Can humans actually do it, though? Are humans actually capable of driving a car reasonably well using only visual data, or are we actually using an entire suite of sensors in our heads and bodies to understand our speed and orientation, road conditions, and our surroundings? Driving a car by video link is considerably harder than just driving a car normally, from within a car.
And even so, computers have a long way to go before they catch up with our visual processing. Our visual cortex does a lot of error correction of visual data, using proprioceptive sensors in our heads that silently and seamlessly delete the visual smudges and smears of motion as our heads move. The error correction adjusts quickly to recalibrate things when looking at stuff under water or anything with a different refractive index, or when looking at reflections in a mirror.
And we maintain that flow of visual data by correcting for motion and stabilizing the movement of our eyes to compensate from external motion. Maybe not as good as chickens, but we’re pretty good at it. We recognize faulty sensor data and correct for it by moving our heads around obstructions, of silently ignoring something that is just blocking one eye, of blinking or rubbing our eyes when tears or water make it hard to focus. We also know when to not trust our eyes (in the dark, in fog, when temporarily blinded by lights), and fall back to other methods of understand the world around us.

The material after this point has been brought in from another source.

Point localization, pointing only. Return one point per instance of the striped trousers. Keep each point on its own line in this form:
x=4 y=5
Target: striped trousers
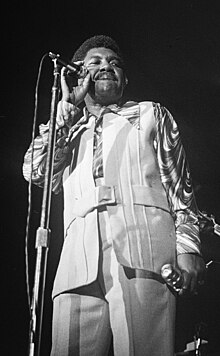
x=133 y=309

Throw in our sense of balance in our inner ears, our ability to direction find on sounds, and the ability to process vibrations in our seat and tactile feedback on a steering wheel, the proprioception of feeling forces on our body or specific limbs, and we have an entire system that uses much more than visual data to make decisions and model the world around us.
There’s no reason why an artificial system needs to use exactly the same type of sensors as humans or other mammals do. And we have preexisting models and memories of what is or was around us, like when we walk around our own homes in the dark. But my point is that we rely on much more than our eyes, processed through an image processing system far more complex than the current state of AI vision. Why hold back on using as much sensor data as possible, to build a system that has good, reliable sensor data of what is on the road?
I think I’m following you. So if we added LiDAR, thermal sensors, and a couple of chickens to the car we’d be able drive the vehicle ourselves, optimally.
Reason 1: humans can blink – a dirty camera can not.